Rubio, a key architect of the estimated $660 billion Paycheck Protection Program, said the debt over the long term is "largely driven by mandatory spending programs," rather than discretionary spending.

According to the most recent Social Security Trustees report, the Social Security Trust Fund will be depleted within 15 years. Medicare is projected to become insolvent by 2026.

"In the end, the solution to the debt after the pandemic is the same as it was before the pandemic. And that is we're going to have to have the reckoning and the political will in this country to confront the mandatory spending programs and determine what it is that we're going to do with these programs to bring them to a more sustainable path," he said, referring to programs like Social Security, Medicare and Medicaid.

Rubio described his "bigger concern" as not addressing the pandemic with stimulus spending and suffering "structural economic damage" that would take "a decade or more to dig out of" and make it "even harder to generate the growth" needed to get out of the debt.

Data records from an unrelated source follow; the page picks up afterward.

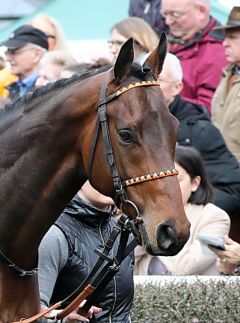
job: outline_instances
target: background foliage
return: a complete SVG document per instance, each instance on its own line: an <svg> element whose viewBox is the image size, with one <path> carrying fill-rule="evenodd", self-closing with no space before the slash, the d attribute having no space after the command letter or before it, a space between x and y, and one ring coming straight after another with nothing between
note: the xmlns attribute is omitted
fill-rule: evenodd
<svg viewBox="0 0 240 323"><path fill-rule="evenodd" d="M136 284L132 323L239 323L240 281Z"/></svg>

"It's not like doing nothing is going to allow us to avoid spending. So again, go back to PPP as an example. We have a choice. We can spend some money to keep people attached to employment, or we're going to have to spend the money on unemployment benefits. So we have to do one or the other, you know, because eventually it starts to trickle through," he said.

The $2.2 trillion CARES Act that Congress passed established the PPP program to provide forgivable loans to businesses with under 500 employees. It also included a new weekly unemployment benefit of $600 through July 31. Congressional negotiators are currently debating the contents of another coronavirus stimulus package.